Reading Like a Writer — Guidelines and Mark-Up Notes
Core Concept
- Reading like a writer means reading to understand how something was constructed so you can construct something similar yourself. (Mike Bunn p. 74)
- The goal is to read as a reader to understand the choices other writers have made in a given rhetorical context, so you can replicate effective strategies in your own writing.
Guidelines for Reading Like a Writer
- Context
- Before you read, establish the context for the piece: what is the purpose, who is the target audience, and what is the genre?
- Use this context to analyze the writer’s choices made for, or because of, that context.
- Authorial Choices
- Imagine the many choices an author makes and treat those choices as purposeful and strategic.
- Reflect with questions like:
- Why did the author use this word instead of that?
- Why include this story or statistic?
- Why place this part first and this part last?
- What would I change about this writing, and why would those changes fit this context?
- Is any part of the writing confusing? What makes it confusing, and what could be done instead?
- How does the author move from one point to another?
- Prioritize Your Reading
- It is not useful to read for every technique, style, or rhetorical choice; prioritize what is relevant to your writing goals.
- Example: if you are writing a narrative argument, prioritize how the writer uses personal experience as evidence and how counter-arguments are incorporated.
- Design a List of Questions Based on Genre
- Tailor a focused set of questions to the genre conventions of what you are reading (e.g., social media posts vs. argumentative essays).
- For genre-specific study, create questions like:
- How are lab reports usually formatted?
- What kind of language is used (formal/informal, passive/active voice, etc.)?
- How much detail is provided, and why?
- How is each section structured?
- Mark-up the Text
- As you read, mark up the text with annotations or notes to easily consult relevant passages when you write.
- Options include highlighting, annotations on a printed/digital copy, or notes in a separate document with quotes or references.
- This process helps you answer your questions and provides concrete examples you can adapt to fit your rhetorical situation and your writing style.
Adaptations and Licensing
- Adapted from “How to Read Like a Writer” (Bunn, 2011) by the Composition Program, George Mason University, Spring 2023.
- This work is licensed under the Creative Commons Attribution-NonCommercial 4.0 International License.
Licensing Attribution and Source Details
- The material is provided under CC BY-NC 4.0 International License, as noted in the adaptation.
Connections to Broader Writing Practice
- Context awareness (purpose, audience, genre) underpins effective writing decisions.
- Viewing authorial choices as purposeful helps in drafting alternatives and evaluating writing strategies.
- Genre-aware questioning aligns reading with practical writing tasks and genre conventions.
- Annotation and markup create a tangible bridge between reading and writing, enabling reuse of concrete examples.
Practical Implications for Study and Practice
- Improves ability to imitate successful writing techniques in similar contexts.
- Builds critical thinking about how text structure and language choices serve rhetorical goals.
- Encourages disciplined, goal-oriented reading rather than broad, technique-by-technique analysis.

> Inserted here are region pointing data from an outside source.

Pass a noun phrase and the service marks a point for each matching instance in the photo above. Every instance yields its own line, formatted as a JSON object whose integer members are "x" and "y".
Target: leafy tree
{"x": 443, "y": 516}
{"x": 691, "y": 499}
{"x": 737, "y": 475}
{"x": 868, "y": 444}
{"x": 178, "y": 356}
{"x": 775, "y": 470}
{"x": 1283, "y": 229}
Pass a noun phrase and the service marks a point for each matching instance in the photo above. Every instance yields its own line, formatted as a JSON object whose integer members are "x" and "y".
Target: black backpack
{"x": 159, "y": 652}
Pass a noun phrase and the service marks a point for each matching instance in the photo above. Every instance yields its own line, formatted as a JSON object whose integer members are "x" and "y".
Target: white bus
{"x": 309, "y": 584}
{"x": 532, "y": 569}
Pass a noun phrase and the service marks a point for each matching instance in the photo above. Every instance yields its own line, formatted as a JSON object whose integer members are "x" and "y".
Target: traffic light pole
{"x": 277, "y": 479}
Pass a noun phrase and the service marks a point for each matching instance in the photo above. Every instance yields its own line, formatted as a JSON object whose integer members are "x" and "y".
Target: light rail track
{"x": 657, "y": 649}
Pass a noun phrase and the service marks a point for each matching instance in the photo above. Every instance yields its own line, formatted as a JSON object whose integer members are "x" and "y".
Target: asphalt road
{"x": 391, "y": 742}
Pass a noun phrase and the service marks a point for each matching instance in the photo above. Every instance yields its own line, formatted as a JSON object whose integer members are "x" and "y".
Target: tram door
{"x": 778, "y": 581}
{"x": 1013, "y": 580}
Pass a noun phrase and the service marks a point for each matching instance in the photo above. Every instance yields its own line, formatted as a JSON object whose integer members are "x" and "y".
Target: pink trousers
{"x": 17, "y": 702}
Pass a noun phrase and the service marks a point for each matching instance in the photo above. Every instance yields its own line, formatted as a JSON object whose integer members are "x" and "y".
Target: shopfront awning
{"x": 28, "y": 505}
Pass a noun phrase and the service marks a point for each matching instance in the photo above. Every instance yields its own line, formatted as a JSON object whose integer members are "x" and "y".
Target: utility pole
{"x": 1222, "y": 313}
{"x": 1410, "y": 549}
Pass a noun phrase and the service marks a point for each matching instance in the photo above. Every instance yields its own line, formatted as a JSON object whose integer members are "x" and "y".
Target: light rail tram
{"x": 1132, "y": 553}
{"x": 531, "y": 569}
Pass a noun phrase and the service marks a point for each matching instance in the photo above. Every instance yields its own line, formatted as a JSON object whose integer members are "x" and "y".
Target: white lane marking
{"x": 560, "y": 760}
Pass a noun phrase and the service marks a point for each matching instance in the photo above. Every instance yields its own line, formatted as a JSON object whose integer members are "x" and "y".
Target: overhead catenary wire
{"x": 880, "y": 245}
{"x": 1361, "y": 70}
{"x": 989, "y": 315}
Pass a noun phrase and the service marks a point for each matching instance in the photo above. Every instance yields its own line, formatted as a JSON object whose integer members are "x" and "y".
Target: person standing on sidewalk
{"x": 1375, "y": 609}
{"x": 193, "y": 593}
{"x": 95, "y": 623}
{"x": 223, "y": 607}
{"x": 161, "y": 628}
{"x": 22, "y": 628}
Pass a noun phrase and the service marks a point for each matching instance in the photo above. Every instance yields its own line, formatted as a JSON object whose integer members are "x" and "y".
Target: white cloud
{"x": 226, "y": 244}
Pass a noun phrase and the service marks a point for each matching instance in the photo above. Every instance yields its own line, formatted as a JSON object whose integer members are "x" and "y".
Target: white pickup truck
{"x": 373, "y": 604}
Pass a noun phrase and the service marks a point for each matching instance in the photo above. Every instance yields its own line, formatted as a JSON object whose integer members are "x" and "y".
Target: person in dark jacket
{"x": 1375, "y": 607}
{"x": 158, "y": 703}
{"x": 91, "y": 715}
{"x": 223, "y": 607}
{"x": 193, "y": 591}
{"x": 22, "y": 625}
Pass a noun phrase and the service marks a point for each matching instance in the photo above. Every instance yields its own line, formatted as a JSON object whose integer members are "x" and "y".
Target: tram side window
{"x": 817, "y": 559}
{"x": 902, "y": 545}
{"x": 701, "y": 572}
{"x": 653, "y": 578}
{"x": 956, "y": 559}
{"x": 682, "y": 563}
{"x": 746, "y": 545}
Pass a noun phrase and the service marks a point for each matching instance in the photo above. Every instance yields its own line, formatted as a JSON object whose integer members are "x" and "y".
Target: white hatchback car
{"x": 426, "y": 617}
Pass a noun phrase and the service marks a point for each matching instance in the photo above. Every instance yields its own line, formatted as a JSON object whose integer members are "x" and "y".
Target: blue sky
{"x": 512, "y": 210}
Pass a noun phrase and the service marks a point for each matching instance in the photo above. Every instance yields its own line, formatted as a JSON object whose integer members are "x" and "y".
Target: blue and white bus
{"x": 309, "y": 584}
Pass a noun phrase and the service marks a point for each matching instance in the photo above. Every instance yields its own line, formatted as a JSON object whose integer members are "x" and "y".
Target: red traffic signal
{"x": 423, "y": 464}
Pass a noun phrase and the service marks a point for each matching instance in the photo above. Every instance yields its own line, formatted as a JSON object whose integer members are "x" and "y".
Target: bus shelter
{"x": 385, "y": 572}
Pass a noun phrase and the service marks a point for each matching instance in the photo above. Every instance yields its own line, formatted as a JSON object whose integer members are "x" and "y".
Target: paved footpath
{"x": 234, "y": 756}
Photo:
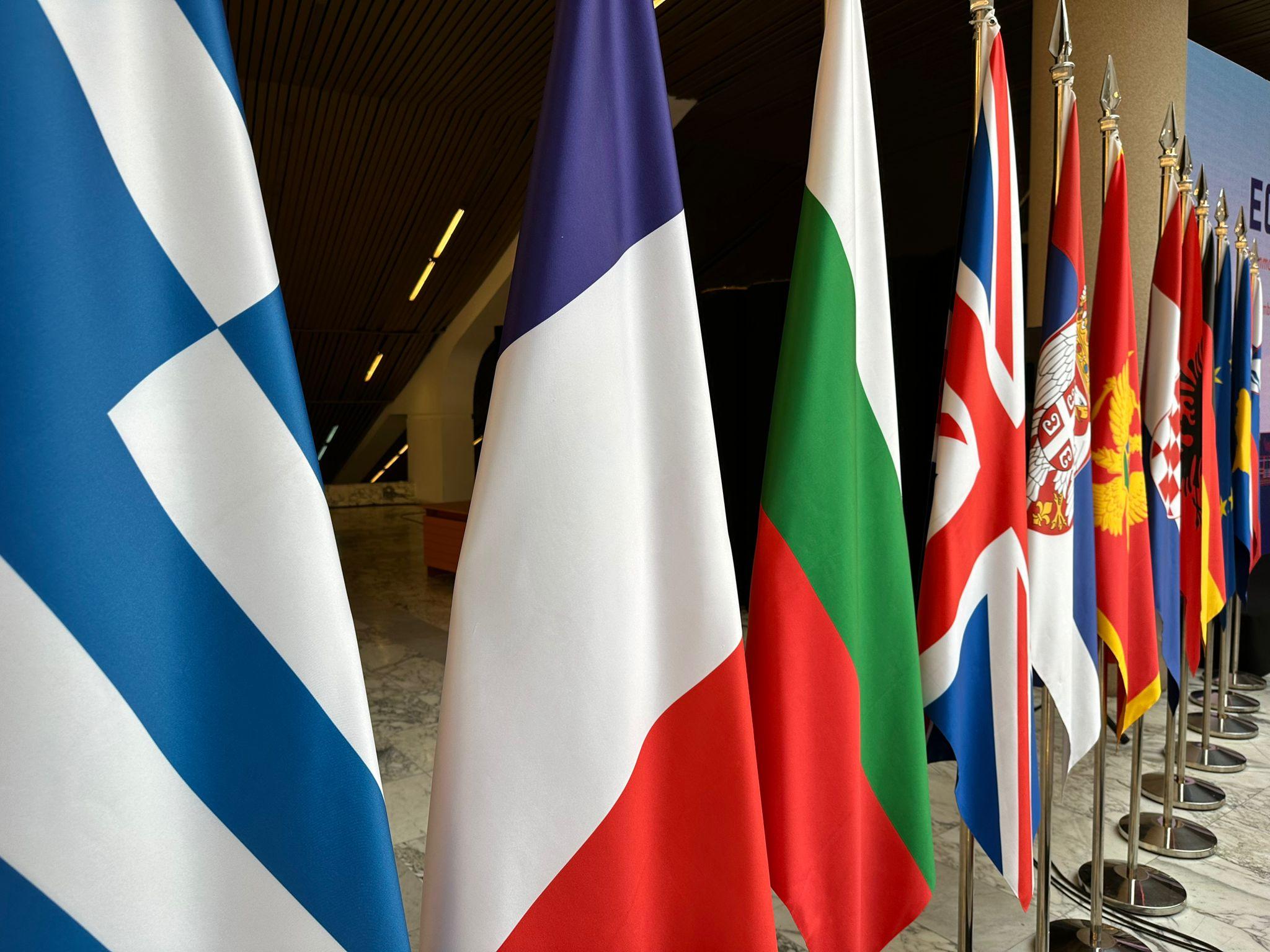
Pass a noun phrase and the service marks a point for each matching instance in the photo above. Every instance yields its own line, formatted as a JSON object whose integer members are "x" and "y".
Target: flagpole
{"x": 1062, "y": 74}
{"x": 982, "y": 14}
{"x": 1094, "y": 874}
{"x": 1173, "y": 787}
{"x": 1162, "y": 833}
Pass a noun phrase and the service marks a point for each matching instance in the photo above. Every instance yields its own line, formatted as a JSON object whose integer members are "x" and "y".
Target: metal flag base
{"x": 1213, "y": 758}
{"x": 1225, "y": 728}
{"x": 1077, "y": 936}
{"x": 1246, "y": 681}
{"x": 1192, "y": 795}
{"x": 1147, "y": 892}
{"x": 1183, "y": 839}
{"x": 1235, "y": 702}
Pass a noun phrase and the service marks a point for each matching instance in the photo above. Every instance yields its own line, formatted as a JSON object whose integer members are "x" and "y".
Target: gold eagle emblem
{"x": 1119, "y": 501}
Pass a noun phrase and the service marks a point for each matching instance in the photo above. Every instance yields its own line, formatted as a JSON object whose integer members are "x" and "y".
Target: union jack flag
{"x": 972, "y": 617}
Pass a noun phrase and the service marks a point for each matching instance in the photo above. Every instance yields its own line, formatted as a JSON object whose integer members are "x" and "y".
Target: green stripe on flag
{"x": 832, "y": 491}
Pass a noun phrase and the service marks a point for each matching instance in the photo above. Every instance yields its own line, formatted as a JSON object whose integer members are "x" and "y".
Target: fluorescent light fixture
{"x": 445, "y": 239}
{"x": 418, "y": 287}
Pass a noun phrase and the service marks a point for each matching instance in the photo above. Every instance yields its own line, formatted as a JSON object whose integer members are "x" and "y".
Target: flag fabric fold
{"x": 832, "y": 644}
{"x": 1064, "y": 611}
{"x": 1203, "y": 576}
{"x": 1161, "y": 430}
{"x": 1127, "y": 612}
{"x": 1242, "y": 439}
{"x": 596, "y": 785}
{"x": 972, "y": 616}
{"x": 187, "y": 758}
{"x": 1223, "y": 398}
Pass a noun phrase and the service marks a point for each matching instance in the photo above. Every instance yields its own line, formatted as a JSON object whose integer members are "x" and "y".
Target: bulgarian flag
{"x": 832, "y": 646}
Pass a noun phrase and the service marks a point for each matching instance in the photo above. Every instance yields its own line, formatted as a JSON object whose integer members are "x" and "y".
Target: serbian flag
{"x": 1242, "y": 438}
{"x": 1060, "y": 484}
{"x": 1122, "y": 539}
{"x": 972, "y": 614}
{"x": 596, "y": 785}
{"x": 1161, "y": 430}
{"x": 832, "y": 646}
{"x": 1203, "y": 576}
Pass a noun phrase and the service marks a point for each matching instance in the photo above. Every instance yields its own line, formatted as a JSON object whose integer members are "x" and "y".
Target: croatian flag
{"x": 1161, "y": 431}
{"x": 596, "y": 782}
{"x": 186, "y": 759}
{"x": 972, "y": 615}
{"x": 1060, "y": 484}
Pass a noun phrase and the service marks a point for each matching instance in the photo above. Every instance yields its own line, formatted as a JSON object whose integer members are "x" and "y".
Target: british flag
{"x": 972, "y": 617}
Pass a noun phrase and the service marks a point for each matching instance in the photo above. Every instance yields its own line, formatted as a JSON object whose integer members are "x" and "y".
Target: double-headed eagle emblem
{"x": 1061, "y": 425}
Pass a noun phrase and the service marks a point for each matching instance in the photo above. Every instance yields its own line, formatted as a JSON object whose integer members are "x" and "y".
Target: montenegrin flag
{"x": 1122, "y": 539}
{"x": 1060, "y": 483}
{"x": 596, "y": 785}
{"x": 832, "y": 646}
{"x": 972, "y": 615}
{"x": 1161, "y": 428}
{"x": 1203, "y": 576}
{"x": 1242, "y": 438}
{"x": 186, "y": 751}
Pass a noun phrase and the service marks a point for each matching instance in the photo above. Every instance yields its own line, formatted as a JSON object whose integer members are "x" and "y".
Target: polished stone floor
{"x": 402, "y": 616}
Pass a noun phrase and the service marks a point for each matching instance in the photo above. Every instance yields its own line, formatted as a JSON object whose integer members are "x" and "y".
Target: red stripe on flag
{"x": 837, "y": 861}
{"x": 680, "y": 861}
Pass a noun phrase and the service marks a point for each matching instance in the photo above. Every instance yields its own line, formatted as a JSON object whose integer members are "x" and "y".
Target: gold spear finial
{"x": 1110, "y": 97}
{"x": 1184, "y": 169}
{"x": 1061, "y": 37}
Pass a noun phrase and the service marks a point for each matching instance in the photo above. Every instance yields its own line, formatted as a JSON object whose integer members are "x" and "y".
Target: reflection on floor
{"x": 402, "y": 616}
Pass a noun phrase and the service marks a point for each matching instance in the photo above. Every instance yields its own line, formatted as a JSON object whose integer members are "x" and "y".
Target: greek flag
{"x": 186, "y": 752}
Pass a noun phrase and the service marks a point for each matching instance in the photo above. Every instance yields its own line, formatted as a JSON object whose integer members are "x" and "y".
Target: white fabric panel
{"x": 98, "y": 821}
{"x": 842, "y": 174}
{"x": 596, "y": 587}
{"x": 239, "y": 489}
{"x": 178, "y": 139}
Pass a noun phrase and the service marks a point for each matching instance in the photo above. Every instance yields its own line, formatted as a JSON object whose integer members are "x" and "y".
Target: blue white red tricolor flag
{"x": 1161, "y": 428}
{"x": 972, "y": 616}
{"x": 1060, "y": 488}
{"x": 186, "y": 759}
{"x": 596, "y": 782}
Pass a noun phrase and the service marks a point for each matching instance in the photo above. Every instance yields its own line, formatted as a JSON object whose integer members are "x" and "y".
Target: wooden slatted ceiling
{"x": 1237, "y": 30}
{"x": 374, "y": 121}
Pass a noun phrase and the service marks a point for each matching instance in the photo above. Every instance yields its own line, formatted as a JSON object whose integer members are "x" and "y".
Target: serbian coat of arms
{"x": 1061, "y": 425}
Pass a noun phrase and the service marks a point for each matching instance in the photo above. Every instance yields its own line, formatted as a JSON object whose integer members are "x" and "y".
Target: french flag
{"x": 596, "y": 785}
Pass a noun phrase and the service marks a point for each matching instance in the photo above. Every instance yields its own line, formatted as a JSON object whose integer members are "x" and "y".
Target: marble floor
{"x": 402, "y": 616}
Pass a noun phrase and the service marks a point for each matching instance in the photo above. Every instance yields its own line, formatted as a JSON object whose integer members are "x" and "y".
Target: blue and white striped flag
{"x": 186, "y": 752}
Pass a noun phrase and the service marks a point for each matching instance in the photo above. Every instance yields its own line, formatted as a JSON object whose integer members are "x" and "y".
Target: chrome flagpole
{"x": 1204, "y": 754}
{"x": 1076, "y": 935}
{"x": 1173, "y": 787}
{"x": 1062, "y": 74}
{"x": 1162, "y": 833}
{"x": 982, "y": 15}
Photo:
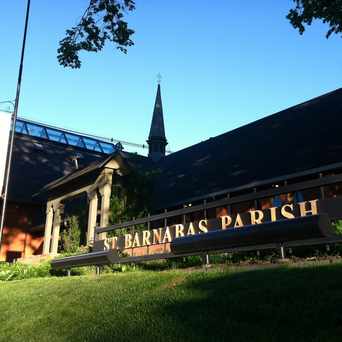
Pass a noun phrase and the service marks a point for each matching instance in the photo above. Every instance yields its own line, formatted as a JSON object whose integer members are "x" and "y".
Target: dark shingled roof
{"x": 37, "y": 162}
{"x": 302, "y": 137}
{"x": 132, "y": 159}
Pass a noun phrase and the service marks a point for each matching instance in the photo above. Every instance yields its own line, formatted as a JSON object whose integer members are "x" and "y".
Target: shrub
{"x": 337, "y": 226}
{"x": 71, "y": 236}
{"x": 17, "y": 271}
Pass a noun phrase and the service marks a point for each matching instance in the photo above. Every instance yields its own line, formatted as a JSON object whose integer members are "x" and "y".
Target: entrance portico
{"x": 96, "y": 181}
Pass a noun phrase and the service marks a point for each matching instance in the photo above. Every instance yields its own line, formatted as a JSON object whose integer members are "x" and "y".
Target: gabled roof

- Supports ethical reading and note-taking practices through proper annotation and documentation of sources.
Real-World Relevance
- Useful for academic writing (essays, reports, lab notes) and professional communication where genre conventions and audience expectations drive design choices.
- Helps in preparing for exams or assignments that require close analysis of how texts are built and how to emulate effective strategies.
- Provides a practical workflow for improving one’s own writing by studying how others craft messages in specific contexts.